Owner Occupant Investment Property
by Peter Krzyzanowski
We talk to people everyday that tell us they are sick of paying rent, but aren’t yet ready to commit to buying a property for themselves. That commitment is a concern when there are uncertainties in someone’s future. In Chicago, if someone will be in the city for 3 years they are usually better off buying their home than renting it… but what if they MAY be here, but they MAY also pursue an opportunity somewhere else? What if their job isn’t as stable, or they are thinking of going back to school, or they don’t have a lot of money saved for a down payment, or they aren’t making as much now as they might be in the future? There are plenty of valid reasons someone might not be excited about owning property. All of those reasons come from looking at owning property as a liability. In many cases, that’s valid… you have a monthly payment due every single month and it’s not as easy to move as just leaving at the end of a lease or subletting. We get it!
But… what if… we look at it another way? Instead of looking at the property as a liability, we look at it as an asset. What’s the difference? An asset brings money to your pocket… a liability takes it out. Rent is a liability, just like a mortgage payment. Turning your future home from a liability to an asset is the key. So how do we do that for our clients? As with most things that seem complicated at first, it’s usually just a matter of providing some education and breaking it down to understand how it all works.. We’ve helped several clients over the past few years turn their home in to an asset that helps pay for itself. We didn’t go in and rebuild people’s homes… we help them buy owner-occupied multi-unit properties… one building that has between 2-4 units. They live in one and rent out the other(s). These buyers are thrilled with their decisions. They tell us that they now own a property and are paying out only $500-1000 per month because of the rental income from the other units.
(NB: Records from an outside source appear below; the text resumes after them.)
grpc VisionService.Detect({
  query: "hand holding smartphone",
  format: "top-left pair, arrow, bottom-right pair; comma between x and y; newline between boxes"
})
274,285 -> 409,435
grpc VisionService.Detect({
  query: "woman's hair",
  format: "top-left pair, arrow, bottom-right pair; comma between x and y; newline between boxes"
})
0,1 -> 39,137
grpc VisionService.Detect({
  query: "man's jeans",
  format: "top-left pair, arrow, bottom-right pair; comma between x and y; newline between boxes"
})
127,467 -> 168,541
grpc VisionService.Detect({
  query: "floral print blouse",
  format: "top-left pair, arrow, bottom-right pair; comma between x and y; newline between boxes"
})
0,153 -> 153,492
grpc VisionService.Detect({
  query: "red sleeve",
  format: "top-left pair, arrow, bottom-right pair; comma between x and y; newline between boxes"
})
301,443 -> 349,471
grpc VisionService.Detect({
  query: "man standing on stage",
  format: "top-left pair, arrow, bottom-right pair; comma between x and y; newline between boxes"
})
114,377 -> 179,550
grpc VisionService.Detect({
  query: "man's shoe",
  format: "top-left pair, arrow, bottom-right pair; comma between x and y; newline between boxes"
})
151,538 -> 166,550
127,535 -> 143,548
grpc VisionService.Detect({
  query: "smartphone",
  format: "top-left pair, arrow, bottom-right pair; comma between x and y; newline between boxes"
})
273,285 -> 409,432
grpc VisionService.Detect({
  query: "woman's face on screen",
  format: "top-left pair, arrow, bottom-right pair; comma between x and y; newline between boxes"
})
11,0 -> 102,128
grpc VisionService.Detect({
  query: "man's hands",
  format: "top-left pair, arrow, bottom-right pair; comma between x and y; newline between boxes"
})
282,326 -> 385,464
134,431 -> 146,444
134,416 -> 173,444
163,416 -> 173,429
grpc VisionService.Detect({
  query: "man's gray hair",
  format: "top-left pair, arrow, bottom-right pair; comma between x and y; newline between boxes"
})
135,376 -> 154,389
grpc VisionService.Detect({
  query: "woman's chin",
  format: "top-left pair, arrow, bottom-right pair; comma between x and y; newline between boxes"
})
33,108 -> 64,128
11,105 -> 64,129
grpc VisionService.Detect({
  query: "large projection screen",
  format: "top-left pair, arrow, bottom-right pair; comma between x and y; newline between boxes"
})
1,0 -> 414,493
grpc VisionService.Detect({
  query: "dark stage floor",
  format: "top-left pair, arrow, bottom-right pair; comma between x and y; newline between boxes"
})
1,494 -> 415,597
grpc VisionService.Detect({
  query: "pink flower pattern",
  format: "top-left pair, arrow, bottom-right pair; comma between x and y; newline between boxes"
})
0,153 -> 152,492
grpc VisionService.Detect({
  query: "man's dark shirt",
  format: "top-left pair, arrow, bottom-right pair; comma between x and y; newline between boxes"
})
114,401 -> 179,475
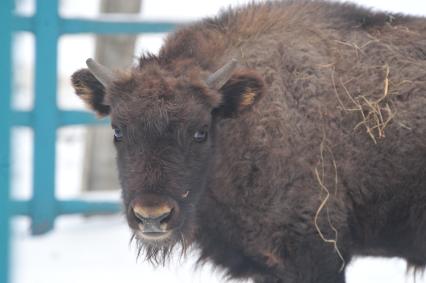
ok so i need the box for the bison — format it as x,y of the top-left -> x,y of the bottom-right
71,1 -> 426,282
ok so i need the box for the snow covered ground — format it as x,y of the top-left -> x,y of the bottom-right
9,0 -> 426,282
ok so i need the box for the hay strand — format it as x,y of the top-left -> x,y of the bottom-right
332,65 -> 395,143
314,126 -> 346,271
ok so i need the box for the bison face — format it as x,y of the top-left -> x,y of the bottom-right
71,58 -> 264,263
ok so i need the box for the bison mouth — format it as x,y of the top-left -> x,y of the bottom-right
137,231 -> 173,241
131,224 -> 193,265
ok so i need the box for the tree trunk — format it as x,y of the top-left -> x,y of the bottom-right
82,0 -> 141,192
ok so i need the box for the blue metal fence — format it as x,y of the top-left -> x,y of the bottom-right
0,1 -> 179,282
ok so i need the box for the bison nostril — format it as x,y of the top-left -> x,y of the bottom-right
134,211 -> 148,224
159,208 -> 173,224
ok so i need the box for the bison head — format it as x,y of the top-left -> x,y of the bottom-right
71,57 -> 264,263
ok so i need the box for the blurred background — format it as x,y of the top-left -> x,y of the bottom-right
2,0 -> 426,282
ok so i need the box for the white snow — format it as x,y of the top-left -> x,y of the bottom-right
10,0 -> 426,282
11,215 -> 241,283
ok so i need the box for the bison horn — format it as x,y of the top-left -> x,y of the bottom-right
206,58 -> 238,89
86,58 -> 115,87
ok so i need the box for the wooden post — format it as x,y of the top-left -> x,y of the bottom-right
83,0 -> 141,192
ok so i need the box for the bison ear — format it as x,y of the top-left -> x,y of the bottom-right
71,68 -> 110,117
213,70 -> 265,118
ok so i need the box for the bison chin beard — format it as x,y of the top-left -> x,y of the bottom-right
130,219 -> 196,266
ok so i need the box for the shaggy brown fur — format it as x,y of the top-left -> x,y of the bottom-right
71,1 -> 426,282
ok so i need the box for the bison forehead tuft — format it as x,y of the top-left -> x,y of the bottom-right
107,66 -> 177,103
110,91 -> 210,127
107,72 -> 214,126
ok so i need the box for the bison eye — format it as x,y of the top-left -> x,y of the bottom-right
113,128 -> 123,142
193,129 -> 208,143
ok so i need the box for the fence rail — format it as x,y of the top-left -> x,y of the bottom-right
13,15 -> 180,34
0,1 -> 180,282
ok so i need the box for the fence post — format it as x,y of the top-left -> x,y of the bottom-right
31,0 -> 60,235
0,0 -> 13,281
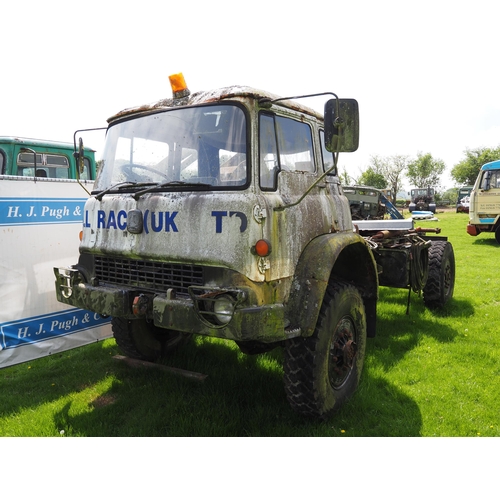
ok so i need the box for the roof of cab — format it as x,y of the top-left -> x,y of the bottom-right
107,86 -> 324,124
481,159 -> 500,171
0,136 -> 95,153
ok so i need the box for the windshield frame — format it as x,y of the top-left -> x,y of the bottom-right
94,102 -> 251,194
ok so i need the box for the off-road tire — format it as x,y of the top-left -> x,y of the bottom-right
283,281 -> 367,419
112,317 -> 192,361
423,240 -> 455,308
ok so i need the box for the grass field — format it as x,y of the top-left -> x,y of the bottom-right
1,211 -> 499,438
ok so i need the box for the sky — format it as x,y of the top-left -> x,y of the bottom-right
2,0 -> 500,191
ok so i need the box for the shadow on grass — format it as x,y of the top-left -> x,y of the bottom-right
0,340 -> 121,418
45,334 -> 422,437
373,288 -> 474,371
471,237 -> 498,247
7,284 -> 467,436
1,302 -> 429,436
379,286 -> 474,320
427,297 -> 474,319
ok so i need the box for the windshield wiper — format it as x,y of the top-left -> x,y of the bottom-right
133,180 -> 211,200
94,182 -> 157,201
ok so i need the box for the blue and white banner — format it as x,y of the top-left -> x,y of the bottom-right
0,176 -> 111,368
1,309 -> 109,350
0,197 -> 88,226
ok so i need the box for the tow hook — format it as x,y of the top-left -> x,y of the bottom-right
132,294 -> 149,316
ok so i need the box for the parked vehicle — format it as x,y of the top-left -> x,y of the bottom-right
467,160 -> 500,243
54,74 -> 455,418
456,186 -> 472,213
0,136 -> 96,180
408,187 -> 436,213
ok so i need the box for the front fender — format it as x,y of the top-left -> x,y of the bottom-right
285,231 -> 379,337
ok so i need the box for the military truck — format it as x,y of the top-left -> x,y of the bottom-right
408,187 -> 436,213
54,74 -> 455,418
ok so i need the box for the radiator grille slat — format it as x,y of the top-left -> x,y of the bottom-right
94,257 -> 203,296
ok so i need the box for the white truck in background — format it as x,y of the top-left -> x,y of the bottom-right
467,160 -> 500,244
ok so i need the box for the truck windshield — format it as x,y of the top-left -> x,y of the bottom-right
95,104 -> 248,192
412,189 -> 434,196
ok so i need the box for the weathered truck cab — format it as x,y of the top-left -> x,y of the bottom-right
55,74 -> 454,418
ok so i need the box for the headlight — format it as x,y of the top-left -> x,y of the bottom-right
213,295 -> 235,324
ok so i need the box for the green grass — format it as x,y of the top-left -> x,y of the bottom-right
1,212 -> 499,437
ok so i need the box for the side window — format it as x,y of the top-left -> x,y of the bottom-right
259,114 -> 315,190
320,130 -> 336,175
259,114 -> 279,190
480,172 -> 489,190
493,172 -> 500,189
480,171 -> 500,190
17,152 -> 70,178
275,116 -> 314,173
0,150 -> 5,175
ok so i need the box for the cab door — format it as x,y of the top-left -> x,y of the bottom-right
257,112 -> 337,281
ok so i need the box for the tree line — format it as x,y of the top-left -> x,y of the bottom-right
340,146 -> 500,202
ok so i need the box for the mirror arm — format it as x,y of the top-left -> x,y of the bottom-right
73,127 -> 107,195
259,92 -> 339,107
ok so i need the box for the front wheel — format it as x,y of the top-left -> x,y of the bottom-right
495,226 -> 500,245
283,282 -> 367,419
423,241 -> 455,308
112,318 -> 192,361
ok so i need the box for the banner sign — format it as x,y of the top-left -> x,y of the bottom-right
1,309 -> 108,350
0,176 -> 111,369
0,197 -> 87,226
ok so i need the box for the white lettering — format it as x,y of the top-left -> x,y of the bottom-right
7,206 -> 21,218
50,315 -> 79,332
17,326 -> 29,338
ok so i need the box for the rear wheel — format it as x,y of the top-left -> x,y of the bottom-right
283,282 -> 367,419
423,241 -> 455,308
112,318 -> 192,361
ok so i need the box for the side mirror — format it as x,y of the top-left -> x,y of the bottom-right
324,98 -> 359,153
78,137 -> 85,174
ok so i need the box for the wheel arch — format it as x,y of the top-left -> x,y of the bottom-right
285,232 -> 379,338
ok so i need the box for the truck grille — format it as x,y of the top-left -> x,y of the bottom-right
94,256 -> 204,296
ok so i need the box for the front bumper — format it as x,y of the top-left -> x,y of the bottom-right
467,224 -> 479,236
54,266 -> 287,342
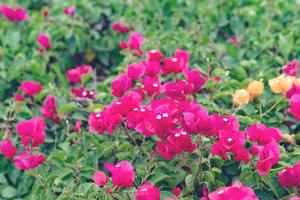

Once they are ready to move on to a different home (or city) that property becomes an asset, paying for itself (and usually more) through rental income.
There are a few key items that give owner-occupant buyers a leg up… first off, they get a lower interest rate than a traditional investor might on the same property. Banks like to see people living in the homes they finance because owners generally take better care of their properties. Owner-occupant investors get to enjoy that lower rate for all 30 years of the loan, whether they live there or not (as long as they plan to live there for a year). Second, owners that occupy their properties don’t need to have as large of a down payment as investors buying the same building. Because banks see less risk with owner-occupants, they can buy a property with as little as 3.5% down payment on an FHA loan. Compare that to a traditional investor that needs a 25-30% down payment. Third, owner-occupant investors are better prepared to weather any changes in the real estate market than traditional home buyers because they have other people’s income to help pay the mortgage. Where a traditional buyer may have 1 or 2 incomes to support the mortgage payment. The owner-occupant investor may have 4-10 (depending on number of units) incomes to support their mortgage payments. It’s possible that 1 or 2 people lose their income, but highly unlikely that all 8 people living in a 4 unit building will lose their incomes. That’s diversifying! The fourth and final reason, is that real estate is really the only leveraged investment that is available to the average person. Leverage means that while only paying a small portion of the total cost of an asset, the average person can participate in 100% of the income and appreciation of that asset.
So if owner-occupant investors are better off than traditional investors AND traditional owner-occupants, why doesn’t everyone do this? We’ve said it before and we’ll say it again… it’s simply a matter of education. They don’t have a real estate advisor who has been through this personally, understands their concerns, and can teach them about all of it so they can make the best decision for themselves.